Using Reactors to Measure $\theta_{13}$

TL;DR

This paper discusses the potential of next-generation reactor neutrino experiments to precisely measure the mixing angle θ13, emphasizing their advantages over other methods and exploring experimental setups to achieve high sensitivity.

Contribution

It introduces the concept of using reactor neutrino experiments to measure θ13 with high precision, analyzing sensitivities, limitations, and proposing experimental configurations.

Findings

Reactor experiments can measure θ13 without ambiguities from other parameters.

Sensitivity to sin^2 2θ13 at the 0.01 level is potentially achievable.

Experimental setups vary in cost and sensitivity, with specific configurations discussed.

Abstract

A next-generation neutrino oscillation experiment using reactor neutrinos could give important information on the size of mixing angle $\theta_{13}$. The motivation and goals for a new reactor measurement are discussed in the context of other measurements using off-axis accelerator neutrino beams.
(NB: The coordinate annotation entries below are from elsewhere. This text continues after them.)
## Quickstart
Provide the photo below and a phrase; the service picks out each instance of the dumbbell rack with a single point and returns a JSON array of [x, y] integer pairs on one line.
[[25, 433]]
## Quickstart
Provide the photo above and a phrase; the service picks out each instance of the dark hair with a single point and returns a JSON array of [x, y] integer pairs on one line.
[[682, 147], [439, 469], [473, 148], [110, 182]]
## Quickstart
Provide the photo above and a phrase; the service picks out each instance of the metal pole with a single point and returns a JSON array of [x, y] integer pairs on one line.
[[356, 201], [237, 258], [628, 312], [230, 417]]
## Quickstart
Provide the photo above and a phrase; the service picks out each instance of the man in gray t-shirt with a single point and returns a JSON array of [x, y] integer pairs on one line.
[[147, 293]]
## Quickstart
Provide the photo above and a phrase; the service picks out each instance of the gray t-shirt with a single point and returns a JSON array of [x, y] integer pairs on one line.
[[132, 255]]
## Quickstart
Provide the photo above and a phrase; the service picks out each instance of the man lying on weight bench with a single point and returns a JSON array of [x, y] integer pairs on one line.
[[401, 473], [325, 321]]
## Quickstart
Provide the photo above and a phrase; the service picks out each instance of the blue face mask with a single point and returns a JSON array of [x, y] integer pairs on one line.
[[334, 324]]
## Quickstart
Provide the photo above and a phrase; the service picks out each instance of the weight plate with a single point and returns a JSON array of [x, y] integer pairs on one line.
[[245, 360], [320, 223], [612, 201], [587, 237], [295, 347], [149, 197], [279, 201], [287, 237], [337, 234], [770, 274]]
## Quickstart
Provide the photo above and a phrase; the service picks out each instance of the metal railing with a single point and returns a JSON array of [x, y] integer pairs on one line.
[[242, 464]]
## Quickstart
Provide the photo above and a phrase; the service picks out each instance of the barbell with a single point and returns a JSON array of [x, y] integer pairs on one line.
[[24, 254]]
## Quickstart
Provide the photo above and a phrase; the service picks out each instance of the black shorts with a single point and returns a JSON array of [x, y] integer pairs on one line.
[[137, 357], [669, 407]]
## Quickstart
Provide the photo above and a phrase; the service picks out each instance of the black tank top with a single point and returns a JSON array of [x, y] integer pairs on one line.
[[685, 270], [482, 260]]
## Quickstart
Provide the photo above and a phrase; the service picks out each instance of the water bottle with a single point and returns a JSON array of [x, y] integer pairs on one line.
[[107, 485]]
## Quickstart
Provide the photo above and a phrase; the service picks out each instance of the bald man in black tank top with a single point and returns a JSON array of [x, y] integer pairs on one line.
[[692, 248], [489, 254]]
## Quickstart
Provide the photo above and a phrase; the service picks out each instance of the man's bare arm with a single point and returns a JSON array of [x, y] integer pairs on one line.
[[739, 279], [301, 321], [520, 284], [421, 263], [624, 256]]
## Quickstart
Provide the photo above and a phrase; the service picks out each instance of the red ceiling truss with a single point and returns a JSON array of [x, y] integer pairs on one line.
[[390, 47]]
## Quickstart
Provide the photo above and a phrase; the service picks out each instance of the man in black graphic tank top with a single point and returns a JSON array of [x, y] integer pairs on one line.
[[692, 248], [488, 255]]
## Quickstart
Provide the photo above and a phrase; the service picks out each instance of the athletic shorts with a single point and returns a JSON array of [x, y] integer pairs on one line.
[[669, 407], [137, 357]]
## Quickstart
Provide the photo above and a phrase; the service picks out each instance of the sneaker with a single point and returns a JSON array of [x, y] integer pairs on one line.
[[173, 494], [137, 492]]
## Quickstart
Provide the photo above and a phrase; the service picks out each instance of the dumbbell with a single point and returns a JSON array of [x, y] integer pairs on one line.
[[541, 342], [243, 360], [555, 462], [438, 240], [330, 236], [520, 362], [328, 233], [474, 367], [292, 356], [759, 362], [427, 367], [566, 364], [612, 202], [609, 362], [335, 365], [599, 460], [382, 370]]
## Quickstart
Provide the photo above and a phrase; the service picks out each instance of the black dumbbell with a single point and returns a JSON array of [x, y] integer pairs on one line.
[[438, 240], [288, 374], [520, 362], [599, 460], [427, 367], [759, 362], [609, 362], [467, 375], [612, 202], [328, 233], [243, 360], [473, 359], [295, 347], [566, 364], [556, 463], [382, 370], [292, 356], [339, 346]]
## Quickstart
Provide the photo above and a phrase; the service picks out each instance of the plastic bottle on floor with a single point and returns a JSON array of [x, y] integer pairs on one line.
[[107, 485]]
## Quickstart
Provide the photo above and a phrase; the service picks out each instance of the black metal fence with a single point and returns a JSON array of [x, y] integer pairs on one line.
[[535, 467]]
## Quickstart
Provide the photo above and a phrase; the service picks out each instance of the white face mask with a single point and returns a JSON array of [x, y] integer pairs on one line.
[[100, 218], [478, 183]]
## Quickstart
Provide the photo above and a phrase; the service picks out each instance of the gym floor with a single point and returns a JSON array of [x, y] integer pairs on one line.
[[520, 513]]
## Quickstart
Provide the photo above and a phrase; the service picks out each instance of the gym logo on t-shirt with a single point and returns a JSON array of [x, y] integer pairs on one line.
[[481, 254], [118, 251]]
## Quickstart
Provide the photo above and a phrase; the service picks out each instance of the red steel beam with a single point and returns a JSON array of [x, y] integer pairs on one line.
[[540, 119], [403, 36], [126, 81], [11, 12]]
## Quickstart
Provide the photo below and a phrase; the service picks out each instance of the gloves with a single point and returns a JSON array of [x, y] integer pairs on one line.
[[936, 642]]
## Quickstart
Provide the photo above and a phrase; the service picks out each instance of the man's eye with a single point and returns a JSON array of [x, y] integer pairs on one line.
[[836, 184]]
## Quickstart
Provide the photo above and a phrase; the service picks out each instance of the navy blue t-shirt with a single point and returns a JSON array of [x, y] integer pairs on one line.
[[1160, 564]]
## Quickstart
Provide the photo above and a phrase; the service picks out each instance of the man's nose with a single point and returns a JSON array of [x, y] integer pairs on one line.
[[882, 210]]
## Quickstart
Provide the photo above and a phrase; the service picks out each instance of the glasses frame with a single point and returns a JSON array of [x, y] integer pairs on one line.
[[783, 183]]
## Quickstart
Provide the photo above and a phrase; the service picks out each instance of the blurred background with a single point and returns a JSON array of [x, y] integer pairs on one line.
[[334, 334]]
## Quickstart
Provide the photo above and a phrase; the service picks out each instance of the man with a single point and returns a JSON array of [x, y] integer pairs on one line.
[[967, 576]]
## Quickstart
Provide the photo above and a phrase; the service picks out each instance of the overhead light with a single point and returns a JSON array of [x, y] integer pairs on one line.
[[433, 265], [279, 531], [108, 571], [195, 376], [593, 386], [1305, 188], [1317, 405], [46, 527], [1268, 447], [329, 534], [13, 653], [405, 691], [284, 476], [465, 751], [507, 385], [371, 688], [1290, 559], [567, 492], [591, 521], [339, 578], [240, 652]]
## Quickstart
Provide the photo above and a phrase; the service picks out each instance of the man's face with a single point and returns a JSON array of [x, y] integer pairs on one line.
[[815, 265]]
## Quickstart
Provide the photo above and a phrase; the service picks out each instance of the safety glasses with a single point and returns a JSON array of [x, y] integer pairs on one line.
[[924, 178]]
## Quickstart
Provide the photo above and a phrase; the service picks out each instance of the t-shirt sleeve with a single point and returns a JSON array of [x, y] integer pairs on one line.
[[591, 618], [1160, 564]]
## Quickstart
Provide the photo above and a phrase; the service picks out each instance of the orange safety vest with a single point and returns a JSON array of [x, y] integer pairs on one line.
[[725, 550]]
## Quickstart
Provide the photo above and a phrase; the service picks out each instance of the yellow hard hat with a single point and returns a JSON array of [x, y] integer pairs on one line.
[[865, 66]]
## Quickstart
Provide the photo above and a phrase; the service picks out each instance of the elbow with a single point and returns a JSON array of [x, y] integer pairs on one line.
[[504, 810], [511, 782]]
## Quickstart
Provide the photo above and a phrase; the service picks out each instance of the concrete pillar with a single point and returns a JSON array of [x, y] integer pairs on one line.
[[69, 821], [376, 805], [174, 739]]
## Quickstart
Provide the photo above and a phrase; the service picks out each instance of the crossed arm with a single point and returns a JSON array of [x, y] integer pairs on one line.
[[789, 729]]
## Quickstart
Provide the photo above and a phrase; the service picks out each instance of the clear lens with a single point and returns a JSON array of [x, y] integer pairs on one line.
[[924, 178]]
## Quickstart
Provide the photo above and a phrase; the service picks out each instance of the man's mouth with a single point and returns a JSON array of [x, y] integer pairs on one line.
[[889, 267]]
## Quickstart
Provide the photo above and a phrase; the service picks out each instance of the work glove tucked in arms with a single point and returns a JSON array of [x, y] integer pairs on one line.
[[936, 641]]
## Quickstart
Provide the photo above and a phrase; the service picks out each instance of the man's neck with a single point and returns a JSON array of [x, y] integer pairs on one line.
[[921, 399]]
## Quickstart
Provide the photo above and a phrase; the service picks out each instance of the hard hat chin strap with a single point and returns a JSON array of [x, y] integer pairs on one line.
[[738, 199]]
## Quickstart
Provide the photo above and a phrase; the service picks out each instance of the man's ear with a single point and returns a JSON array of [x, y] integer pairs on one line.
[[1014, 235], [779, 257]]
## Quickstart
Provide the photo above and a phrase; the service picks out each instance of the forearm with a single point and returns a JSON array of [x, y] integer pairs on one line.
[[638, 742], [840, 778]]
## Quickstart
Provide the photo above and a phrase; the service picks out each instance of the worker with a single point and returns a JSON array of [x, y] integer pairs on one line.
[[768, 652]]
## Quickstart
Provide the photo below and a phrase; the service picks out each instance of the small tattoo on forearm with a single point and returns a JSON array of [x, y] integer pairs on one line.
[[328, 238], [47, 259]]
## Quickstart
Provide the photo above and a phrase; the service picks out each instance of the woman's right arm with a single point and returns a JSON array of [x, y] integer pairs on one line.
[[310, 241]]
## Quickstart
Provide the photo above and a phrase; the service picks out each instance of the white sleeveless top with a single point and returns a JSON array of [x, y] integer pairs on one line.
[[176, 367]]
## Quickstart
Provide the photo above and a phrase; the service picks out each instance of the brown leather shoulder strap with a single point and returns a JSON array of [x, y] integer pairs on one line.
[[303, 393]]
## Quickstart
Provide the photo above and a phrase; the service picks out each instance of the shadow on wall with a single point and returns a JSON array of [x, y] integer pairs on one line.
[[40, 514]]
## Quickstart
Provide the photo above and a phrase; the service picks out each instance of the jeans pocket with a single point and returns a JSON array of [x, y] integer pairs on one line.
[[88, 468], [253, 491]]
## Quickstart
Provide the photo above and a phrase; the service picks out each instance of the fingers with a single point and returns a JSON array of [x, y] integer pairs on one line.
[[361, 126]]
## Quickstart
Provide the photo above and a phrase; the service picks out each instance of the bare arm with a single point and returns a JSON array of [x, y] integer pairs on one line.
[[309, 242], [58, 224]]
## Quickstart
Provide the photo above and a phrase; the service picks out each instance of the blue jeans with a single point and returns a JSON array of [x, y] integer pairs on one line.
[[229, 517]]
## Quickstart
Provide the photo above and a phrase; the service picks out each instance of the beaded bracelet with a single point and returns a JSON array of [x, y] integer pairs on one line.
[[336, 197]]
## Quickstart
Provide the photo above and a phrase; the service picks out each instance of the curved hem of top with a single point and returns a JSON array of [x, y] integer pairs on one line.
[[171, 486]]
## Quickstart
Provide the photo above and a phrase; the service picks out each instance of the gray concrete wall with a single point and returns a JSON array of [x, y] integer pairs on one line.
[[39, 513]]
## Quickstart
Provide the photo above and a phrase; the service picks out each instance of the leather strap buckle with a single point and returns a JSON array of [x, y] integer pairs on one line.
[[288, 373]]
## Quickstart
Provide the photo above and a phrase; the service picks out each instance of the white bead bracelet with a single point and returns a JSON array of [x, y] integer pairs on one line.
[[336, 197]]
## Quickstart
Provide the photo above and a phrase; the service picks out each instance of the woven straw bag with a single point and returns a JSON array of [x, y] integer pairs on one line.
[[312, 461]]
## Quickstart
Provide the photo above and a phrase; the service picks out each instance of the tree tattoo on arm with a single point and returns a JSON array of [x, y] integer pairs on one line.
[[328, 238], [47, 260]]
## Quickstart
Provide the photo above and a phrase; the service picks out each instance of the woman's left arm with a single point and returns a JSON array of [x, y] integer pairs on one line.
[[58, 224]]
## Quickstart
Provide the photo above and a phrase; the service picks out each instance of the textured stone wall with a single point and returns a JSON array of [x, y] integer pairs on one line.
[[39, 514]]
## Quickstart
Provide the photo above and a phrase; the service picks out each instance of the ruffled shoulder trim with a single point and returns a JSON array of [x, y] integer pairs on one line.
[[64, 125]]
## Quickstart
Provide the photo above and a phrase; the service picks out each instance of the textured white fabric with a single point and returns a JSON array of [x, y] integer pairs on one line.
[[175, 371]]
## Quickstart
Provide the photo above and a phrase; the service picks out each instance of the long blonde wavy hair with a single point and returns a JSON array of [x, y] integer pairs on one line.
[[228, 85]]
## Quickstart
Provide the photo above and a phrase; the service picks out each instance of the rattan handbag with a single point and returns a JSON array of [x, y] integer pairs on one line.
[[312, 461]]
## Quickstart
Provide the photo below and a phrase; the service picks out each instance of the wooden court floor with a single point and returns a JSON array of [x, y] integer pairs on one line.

The reactor measurements give a clean measure of the mixing angle without ambiguities associated with the size of the other mixing angles, matter effects, and effects due to CP violation. The key question is whether a next-generation experiment can reach the needed sensitivity goals to make a measurement for $\sin^{2}2\theta_{13}$ at the 0.01 level. The limiting factors associated with a reactor disappearance measurement are described with some ideas of how sensitivities can be improved. Examples of possible experimental setups are presented and compared with respect to cost and sensitivity.